MMGM (1/1/2018): Goodbye Stranger by Rebecca Stead (a re-review)
Update (July 31, 2021): I have since posted a re-re-review of Goodbye Stranger that is my preferred review of this book.
Today, I'm doing something odd: instead of looking forward toward the new year (happy new year, by the way!), I am looking backward, to April, specifically. In April, I reviewed what I consider to be my favorite book of all time, Goodbye Stranger by Rebecca Stead. However, as I even recognized in the review itself (click here), my comments do not do the book justice, which has nagged at me for eight months. Therefore, in order to enter the year with a clean conscience, I am re-reviewing Goodbye Stranger. (My old review will remain up for anyone who is curious.)
Here's the publisher's description:
This brilliant, New York Times bestselling novel from the author of the Newbery Medal winner When You Reach Me explores multiple perspectives on the bonds and limits of friendship.
Long ago, best friends Bridge, Emily, and Tab made a pact: no fighting.

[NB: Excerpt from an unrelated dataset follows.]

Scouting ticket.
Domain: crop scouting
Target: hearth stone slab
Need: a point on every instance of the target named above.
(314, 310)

But it’s the start of seventh grade, and everything is changing. Emily’s new curves are attracting attention, and Tab is suddenly a member of the Human Rights Club. And then there’s Bridge. She’s started wearing cat ears and is the only one who’s still tempted to draw funny cartoons on her homework.
It’s also the beginning of seventh grade for Sherm Russo. He wonders: what does it mean to fall for a girl—as a friend?

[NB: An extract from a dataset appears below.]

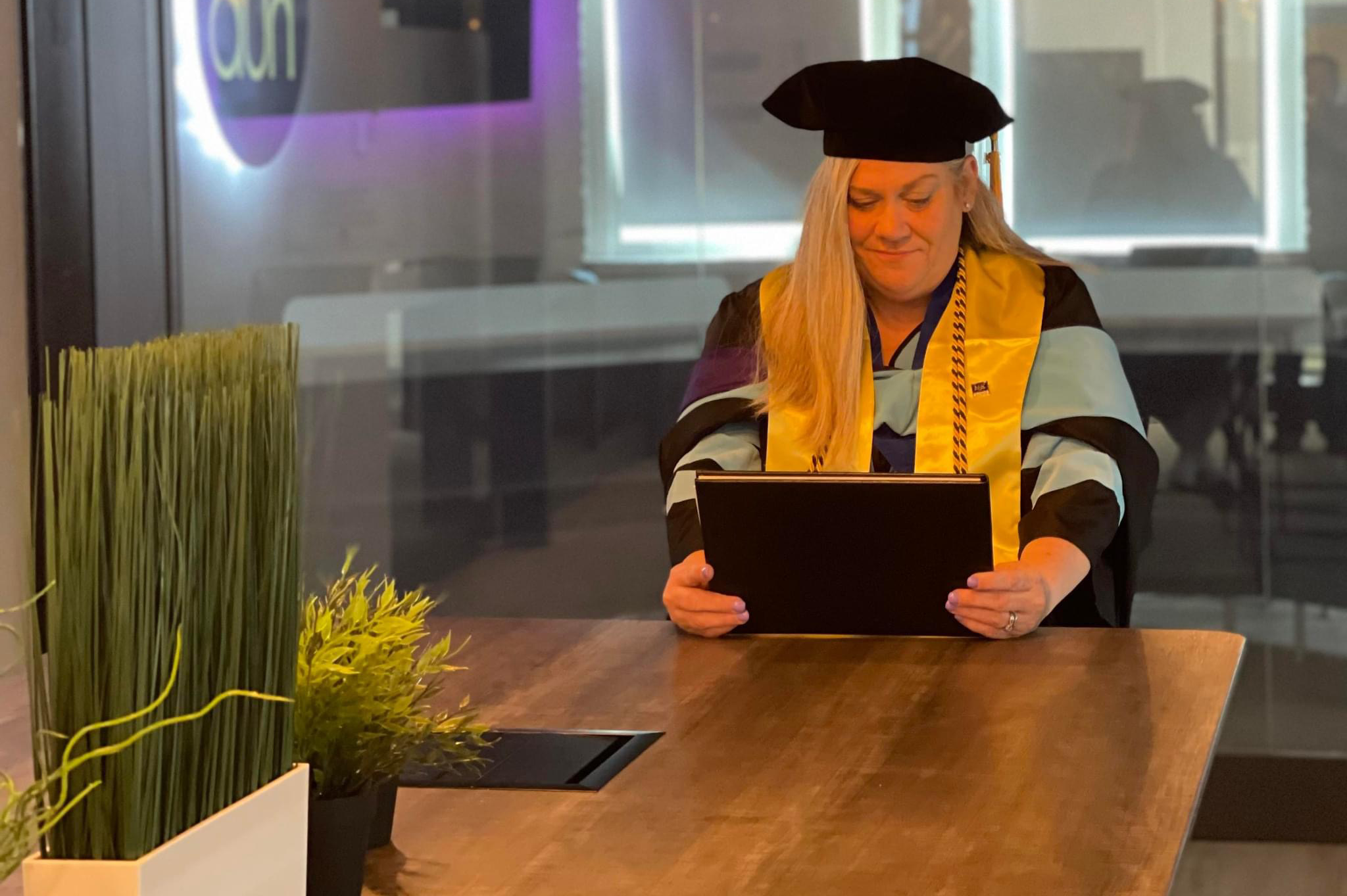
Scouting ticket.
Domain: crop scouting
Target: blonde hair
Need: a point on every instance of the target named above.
(811, 343)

By the time Valentine’s Day approaches, the girls have begun to question the bonds—and the limits—of friendship. Can they grow up without growing apart?

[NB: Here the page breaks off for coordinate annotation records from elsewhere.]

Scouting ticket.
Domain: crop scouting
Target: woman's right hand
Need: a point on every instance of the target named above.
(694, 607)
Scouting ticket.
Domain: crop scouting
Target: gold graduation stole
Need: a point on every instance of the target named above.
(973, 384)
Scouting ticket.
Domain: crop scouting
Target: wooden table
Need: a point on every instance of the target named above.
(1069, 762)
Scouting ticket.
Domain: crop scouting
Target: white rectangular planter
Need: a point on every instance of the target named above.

There are so many wonderful things I could say about this book! First, it does not fall prey to the overused topics that have plagued many middle-grade books, such as death (although Bridge has had a near-death experience, having been hit by a car and heavily injured at the time) and loss of friends (although Bridge, Em, and Tab are changing in different ways, they have a strong bond and are always there for one another). The book jumps between several stories (a main one which follows Bridge and her experiences, a smaller one which centers around an unidentified high schooler who is hiding on Valentine's Day, and a yet smaller one which consists of letters from Sherm to his grandfather and occasional backstories about him). Each of these stories is always entertaining, at times heartbreaking or thought-provoking, and often filled with small explanations or events of the day that make each character's life seem real, but not disjointed. The novel explores such concepts as trauma and its big and small effects, feminism (and Tab's misunderstanding of it), and pride in one's body, but it always does this through the eyes of its characters, thereby never talking down to readers. Finally, nearly every chapter of the novel adds in a pleasant experience, however small, that makes this book so incredibly enjoyable to read and reread (which I have done at least four times). Every person who reads this book will be glad they did, as it will stay with them and touch them for the rest of their lives!